Opinion: Why we should follow the French by considering guardianship as a way to fill empty homes with those in housing need
Christmas is the time of year when the misery of homelessness becomes apparent to everyone. Many homeless people are in this position as rising property prices and rents across London, combined with the housing shortage, has made affordable accommodation in decent locations a mere pipe dream for many young and low-paid people working in the capital.
Yet there are over 279,000 homes across London and Southern England and over 20,000 commercial properties in London that have been empty for six months or more; an estimated 19.4m square feet of vacant commercial space in the capital alone. These empty properties cost their owners maintenance, security and tax payments, yet remain unused. This is not acceptable given the huge demand for low-cost housing.
This is one reason why guardianship, a concept started in France in 1993, is now taking off in the UK. It allows young people to pay low rents – often as low as 25 per cent of market rent – to look after disused buildings, which can act as a valuable solution to the housing shortage.
My business, Lowe Guardians, is one of many taking the management of empty buildings off of landlords and occupying them with young professionals, key workers and creatives who can live in them on a temporary below-market-cost lettings basis as ‘property guardians’.
This also works for the landlord, protecting them against squatters and vandalism at little to no cost to them, depending on which guardianship company they use.
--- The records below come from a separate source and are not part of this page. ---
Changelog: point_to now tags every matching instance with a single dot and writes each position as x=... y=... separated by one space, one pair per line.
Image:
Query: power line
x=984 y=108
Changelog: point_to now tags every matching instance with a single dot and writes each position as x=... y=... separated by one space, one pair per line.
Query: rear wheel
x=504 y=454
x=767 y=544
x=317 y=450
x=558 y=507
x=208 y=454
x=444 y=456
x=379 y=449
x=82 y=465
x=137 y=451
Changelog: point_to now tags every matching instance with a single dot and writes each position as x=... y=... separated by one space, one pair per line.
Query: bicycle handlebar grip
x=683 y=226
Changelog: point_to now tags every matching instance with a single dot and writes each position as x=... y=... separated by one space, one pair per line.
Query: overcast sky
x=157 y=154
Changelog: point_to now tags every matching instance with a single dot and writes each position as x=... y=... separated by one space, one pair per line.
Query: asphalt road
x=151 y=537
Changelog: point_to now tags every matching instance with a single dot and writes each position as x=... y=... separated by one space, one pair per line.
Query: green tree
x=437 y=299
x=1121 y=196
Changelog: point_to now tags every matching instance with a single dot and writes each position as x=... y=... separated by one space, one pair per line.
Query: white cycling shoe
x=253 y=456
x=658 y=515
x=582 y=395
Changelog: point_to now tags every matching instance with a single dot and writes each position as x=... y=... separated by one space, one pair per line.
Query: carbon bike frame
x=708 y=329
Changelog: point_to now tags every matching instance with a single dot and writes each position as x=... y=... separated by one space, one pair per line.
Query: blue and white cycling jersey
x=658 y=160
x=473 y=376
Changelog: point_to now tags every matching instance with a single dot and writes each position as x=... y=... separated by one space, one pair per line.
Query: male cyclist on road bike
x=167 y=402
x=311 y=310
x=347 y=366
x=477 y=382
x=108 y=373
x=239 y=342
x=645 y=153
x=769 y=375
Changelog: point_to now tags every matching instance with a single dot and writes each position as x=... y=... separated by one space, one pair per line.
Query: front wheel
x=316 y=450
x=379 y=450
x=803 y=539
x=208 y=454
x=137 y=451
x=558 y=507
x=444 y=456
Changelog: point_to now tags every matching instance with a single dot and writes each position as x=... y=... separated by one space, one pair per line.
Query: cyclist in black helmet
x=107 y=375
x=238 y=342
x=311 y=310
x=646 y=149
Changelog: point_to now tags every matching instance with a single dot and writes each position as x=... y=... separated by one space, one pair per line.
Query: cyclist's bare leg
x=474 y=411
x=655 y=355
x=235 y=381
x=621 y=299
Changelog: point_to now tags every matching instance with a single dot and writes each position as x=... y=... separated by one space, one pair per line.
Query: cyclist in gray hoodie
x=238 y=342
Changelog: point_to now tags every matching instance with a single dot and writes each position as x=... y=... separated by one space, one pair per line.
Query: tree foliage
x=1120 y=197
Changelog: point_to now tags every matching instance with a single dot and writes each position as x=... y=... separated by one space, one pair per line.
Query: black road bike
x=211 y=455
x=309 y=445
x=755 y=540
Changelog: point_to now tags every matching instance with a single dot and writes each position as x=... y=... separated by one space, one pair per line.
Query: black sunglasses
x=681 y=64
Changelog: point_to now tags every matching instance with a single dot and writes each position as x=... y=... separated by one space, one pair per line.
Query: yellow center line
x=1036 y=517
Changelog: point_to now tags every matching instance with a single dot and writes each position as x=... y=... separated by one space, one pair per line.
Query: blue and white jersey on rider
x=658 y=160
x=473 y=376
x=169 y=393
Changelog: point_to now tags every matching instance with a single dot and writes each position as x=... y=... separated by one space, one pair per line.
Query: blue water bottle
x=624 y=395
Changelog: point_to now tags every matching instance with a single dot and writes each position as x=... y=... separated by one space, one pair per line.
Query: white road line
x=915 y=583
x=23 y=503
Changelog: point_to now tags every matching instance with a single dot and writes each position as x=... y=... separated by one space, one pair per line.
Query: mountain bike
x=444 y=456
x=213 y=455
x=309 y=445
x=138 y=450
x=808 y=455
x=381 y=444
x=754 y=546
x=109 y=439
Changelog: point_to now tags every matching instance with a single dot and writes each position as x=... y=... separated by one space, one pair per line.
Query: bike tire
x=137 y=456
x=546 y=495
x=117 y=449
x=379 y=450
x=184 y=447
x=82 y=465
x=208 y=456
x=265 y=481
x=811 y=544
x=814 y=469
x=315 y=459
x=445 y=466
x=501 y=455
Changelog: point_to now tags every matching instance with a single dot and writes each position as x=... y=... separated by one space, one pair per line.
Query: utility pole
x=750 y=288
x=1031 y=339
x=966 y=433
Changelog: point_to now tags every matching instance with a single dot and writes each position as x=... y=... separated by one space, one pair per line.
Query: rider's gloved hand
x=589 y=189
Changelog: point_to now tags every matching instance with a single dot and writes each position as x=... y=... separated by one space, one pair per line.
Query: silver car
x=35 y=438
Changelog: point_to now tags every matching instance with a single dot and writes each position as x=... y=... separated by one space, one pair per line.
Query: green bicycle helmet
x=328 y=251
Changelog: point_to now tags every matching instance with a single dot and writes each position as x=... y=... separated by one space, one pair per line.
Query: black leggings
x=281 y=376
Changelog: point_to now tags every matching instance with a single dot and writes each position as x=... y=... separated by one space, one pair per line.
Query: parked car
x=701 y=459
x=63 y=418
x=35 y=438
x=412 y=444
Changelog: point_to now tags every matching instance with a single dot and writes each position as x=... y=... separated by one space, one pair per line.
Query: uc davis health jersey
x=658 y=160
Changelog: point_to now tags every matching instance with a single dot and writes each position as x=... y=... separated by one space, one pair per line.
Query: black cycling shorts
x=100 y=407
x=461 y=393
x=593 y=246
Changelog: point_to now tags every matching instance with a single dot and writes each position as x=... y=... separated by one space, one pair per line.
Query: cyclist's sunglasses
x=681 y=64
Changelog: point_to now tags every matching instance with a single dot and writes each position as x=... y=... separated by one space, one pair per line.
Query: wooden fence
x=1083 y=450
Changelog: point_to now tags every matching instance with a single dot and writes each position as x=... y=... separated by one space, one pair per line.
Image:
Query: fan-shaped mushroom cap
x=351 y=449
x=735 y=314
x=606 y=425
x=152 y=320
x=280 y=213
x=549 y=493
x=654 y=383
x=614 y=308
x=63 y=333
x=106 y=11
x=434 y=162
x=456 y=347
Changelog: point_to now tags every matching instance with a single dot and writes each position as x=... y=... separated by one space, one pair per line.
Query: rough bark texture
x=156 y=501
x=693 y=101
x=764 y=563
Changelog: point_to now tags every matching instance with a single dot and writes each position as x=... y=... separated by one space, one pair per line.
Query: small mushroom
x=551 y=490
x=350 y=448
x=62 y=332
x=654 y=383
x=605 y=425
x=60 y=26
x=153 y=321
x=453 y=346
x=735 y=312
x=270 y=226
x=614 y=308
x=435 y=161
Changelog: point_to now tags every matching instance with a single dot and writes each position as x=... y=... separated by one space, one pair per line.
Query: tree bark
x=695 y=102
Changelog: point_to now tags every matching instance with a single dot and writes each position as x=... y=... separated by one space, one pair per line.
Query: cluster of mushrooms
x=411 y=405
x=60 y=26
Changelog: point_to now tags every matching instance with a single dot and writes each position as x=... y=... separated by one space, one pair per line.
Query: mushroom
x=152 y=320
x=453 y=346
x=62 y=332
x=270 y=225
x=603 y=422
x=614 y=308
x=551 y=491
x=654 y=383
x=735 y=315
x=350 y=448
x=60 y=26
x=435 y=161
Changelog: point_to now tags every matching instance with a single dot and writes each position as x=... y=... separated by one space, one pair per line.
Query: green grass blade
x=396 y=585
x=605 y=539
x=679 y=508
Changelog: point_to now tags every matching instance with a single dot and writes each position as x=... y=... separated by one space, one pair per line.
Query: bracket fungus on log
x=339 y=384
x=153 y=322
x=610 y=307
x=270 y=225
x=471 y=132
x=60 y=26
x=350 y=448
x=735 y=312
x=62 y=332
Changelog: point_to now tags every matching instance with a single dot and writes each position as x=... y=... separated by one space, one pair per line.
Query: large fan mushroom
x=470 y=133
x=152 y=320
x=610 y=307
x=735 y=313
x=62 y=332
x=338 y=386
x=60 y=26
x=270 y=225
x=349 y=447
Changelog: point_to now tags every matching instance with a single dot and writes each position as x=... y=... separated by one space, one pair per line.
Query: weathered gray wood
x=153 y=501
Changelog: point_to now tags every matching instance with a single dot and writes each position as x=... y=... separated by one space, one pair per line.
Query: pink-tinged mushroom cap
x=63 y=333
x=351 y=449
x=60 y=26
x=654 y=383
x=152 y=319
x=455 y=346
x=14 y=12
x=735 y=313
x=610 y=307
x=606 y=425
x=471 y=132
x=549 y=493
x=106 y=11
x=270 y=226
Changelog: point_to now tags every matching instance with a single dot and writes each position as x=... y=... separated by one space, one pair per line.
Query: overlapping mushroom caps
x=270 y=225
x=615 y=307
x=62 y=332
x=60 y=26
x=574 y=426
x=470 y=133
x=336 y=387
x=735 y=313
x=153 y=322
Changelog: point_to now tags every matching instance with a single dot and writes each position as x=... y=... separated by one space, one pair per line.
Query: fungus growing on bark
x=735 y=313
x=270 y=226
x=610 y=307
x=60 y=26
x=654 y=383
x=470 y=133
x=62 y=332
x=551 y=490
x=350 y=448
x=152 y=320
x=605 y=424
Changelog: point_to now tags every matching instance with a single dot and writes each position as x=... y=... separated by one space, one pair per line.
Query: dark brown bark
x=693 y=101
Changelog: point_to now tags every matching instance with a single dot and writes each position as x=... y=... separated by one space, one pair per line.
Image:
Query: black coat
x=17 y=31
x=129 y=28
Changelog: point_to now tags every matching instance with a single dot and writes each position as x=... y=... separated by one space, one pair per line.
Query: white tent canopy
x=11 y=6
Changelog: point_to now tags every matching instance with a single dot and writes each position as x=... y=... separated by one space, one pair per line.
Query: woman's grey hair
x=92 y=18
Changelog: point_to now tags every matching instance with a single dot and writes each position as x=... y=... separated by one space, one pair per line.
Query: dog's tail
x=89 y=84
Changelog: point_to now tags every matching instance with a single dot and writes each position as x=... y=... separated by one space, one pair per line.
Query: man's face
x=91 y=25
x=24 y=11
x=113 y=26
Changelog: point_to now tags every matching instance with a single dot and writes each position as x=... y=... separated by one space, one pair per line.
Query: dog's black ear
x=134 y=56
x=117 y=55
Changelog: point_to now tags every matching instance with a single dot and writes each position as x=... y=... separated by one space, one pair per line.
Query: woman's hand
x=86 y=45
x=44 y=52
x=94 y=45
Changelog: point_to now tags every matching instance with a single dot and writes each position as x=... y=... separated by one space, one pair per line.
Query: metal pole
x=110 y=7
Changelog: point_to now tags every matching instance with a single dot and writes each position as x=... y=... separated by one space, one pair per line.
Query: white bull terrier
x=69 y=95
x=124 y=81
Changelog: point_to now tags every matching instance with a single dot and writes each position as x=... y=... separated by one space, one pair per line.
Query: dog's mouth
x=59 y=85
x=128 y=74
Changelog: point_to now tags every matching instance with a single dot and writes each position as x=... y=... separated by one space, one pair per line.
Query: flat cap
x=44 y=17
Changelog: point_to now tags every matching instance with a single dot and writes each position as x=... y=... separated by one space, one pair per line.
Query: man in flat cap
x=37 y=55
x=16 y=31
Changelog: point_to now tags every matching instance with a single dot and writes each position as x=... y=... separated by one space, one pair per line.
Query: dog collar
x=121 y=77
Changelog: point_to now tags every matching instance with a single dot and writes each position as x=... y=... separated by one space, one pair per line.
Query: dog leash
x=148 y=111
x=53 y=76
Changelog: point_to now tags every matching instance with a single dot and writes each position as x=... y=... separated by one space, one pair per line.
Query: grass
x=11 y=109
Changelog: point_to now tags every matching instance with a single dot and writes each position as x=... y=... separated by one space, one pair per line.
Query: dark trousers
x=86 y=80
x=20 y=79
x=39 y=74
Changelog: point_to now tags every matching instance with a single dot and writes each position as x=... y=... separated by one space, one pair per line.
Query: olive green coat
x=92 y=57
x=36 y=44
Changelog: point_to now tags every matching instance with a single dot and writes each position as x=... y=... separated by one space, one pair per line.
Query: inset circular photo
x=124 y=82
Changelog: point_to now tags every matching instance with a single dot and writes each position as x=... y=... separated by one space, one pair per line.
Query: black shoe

Business rates can also be substantially mitigated by reclassifying a property’s use to domestic, as local councils have already been given new powers to triple tax rates on properties left vacant for five to 10 years, while the Housing Minister has had requests from local authorities in London to seize unused empty properties to use as social housing.
When guardianship was first established there were negative stories on both sides of the arrangement of properties being damaged and guardians living in low-cost yet poor conditions. To combat these issues the Property Guardian Providers Association (PGPA), welcomed by the House of Lords in a recent debate, has been established by the UK’s leading property guardian providers (Live-in Guardians; VPS Guardian Services; LOWE; Ad Hoc; Camelot Europe; Dex; Guardians of London), which speaks for 80 per cent of the guardian market in this country.
With this new organisation working on behalf of the guardian providers, they aim to set out the health, safety and legal status for shorthold tenants engaging in property guardianship schemes – recently outlined in a White Paper – and to provide property owners with access to trustworthy and reliable tenants.
Last year the PGPA’s members received over 32,000 applications from would-be guardians, however, there were fewer than 10,000 units in available properties. The organisation has since calculated that there are enough vacant properties to provide capacity for 100,000 people to live as property guardians across the UK, many of them in top-tier urban locations.
With this new association and more clarity on the rights of both guardians and guardian providers, we would like to spread the word and see more owners of vacant property across London and the UK considering guardianship to help young people on low incomes to find affordable accommodation.